Article 1: Definitions

  • “Agreement” means this Subscription Services Agreement, including all exhibits, addenda, and any Order Forms executed hereunder.

  • “Confidential Information” means all information disclosed by a party (“Disclosing Party”) to the other party (“Receiving Party”), whether orally or in writing, that is designated as confidential or that reasonably should be understood to be confidential given the nature of the information and the circumstances of disclosure. It includes, but is not limited to, the terms of this Agreement, business and marketing plans, technology and technical information, product plans and designs, and business processes.

  • “Customer Account” means the primary organizational workspace, tenant, or billing profile created within the Service for the Customer, through which the Customer manages its subscriptions, billing settings, and User access.

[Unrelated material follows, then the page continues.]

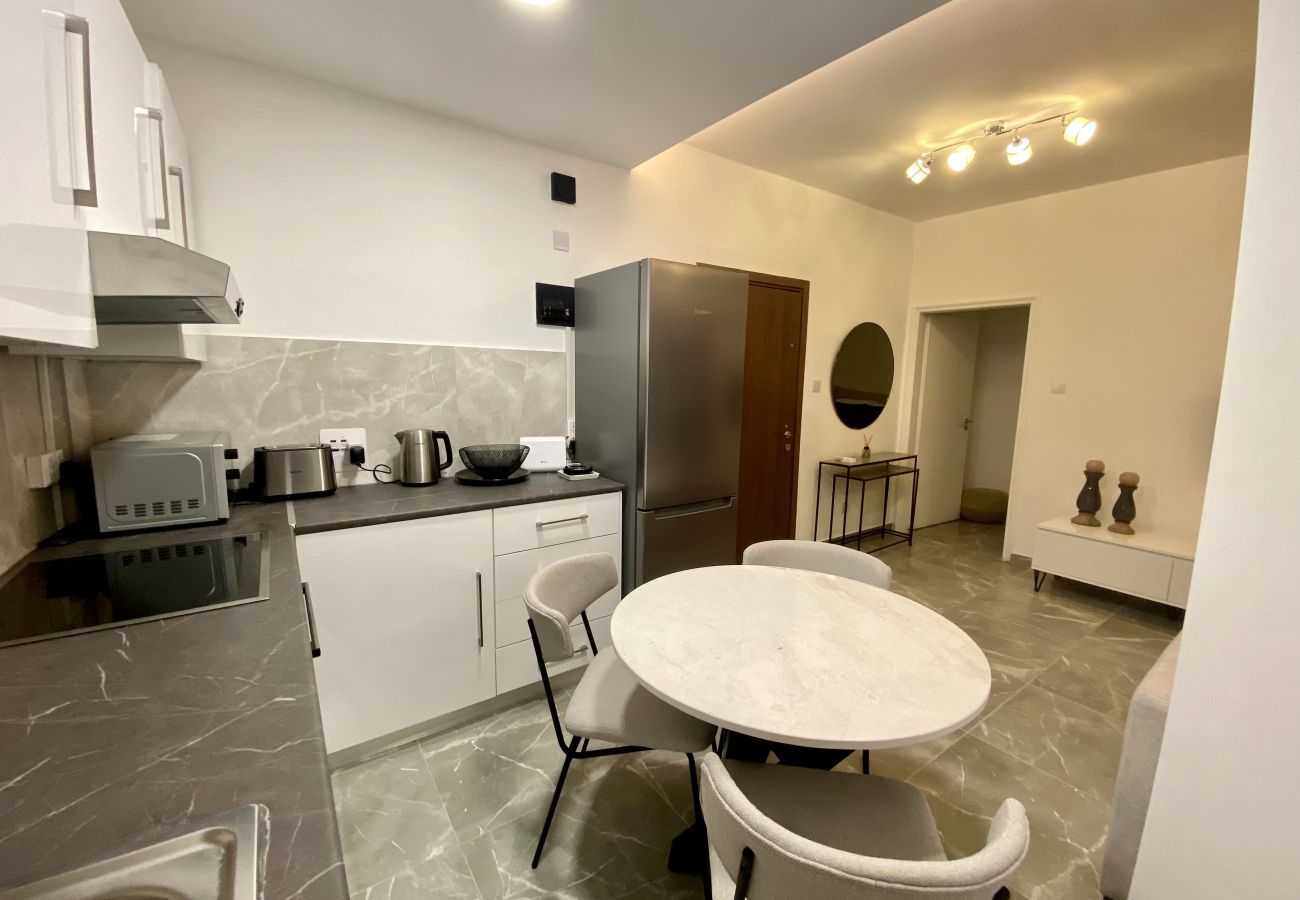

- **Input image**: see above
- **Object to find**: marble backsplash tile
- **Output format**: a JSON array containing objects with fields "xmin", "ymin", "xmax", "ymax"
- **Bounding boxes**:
[{"xmin": 85, "ymin": 336, "xmax": 567, "ymax": 484}]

  • “Customer Content” means any and all data, text, files, documents, images, and other information that the Customer or its Users transmit, store, or share through the Service.

  • “Data Processing Agreement” or “DPA” means the Suoja.email Data Processing Agreement, which governs the processing of personal data and is incorporated herein by reference.

  • “Documentation” means the official user guides, documentation, and help articles for the Service provided by Suoja.email.

  • “Effective Date” means the date specified in the first Order Form executed between the parties.

  • “End-User License Agreement” or “EULA” means the Suoja.email End-User License Agreement that governs the conduct of all individual Users of the Service.

  • “Order Form” means an ordering document or online order specifying the Service to be provided hereunder that is entered into between Customer and Suoja.email, including any addenda and supplements thereto.

  • “Service” means the Suoja.email secure messaging platform as described in the applicable Order Form.

  • “Subscription Term” means the period during which the Customer’s Users are permitted to use the Service, as specified in the applicable Order Form.

  • “Support and Service Level Agreement” or “SLA” means the specific commitments regarding technical support and service uptime that the Customer has purchased, as detailed in the applicable Order Form and the Suoja.email Support Policy.

  • “User” means an individual who is authorized by the Customer to use the Service, for whom a subscription has been procured, and who has been supplied a user identification and password by the Customer (or by Suoja.email at the Customer’s request).

Article 2: Service Provision & Access

2.1. Provision of Service

Suoja.email will make the Service available to the Customer and its Users pursuant to this Agreement and the applicable Order Form during the Subscription Term.

2.2. License Grant

Suoja.email grants the Customer a non-exclusive, non-transferable, non-sublicensable license for its authorized Users to access and use the Service solely for the Customer’s internal business operations, subject to the terms of this Agreement and the EULA.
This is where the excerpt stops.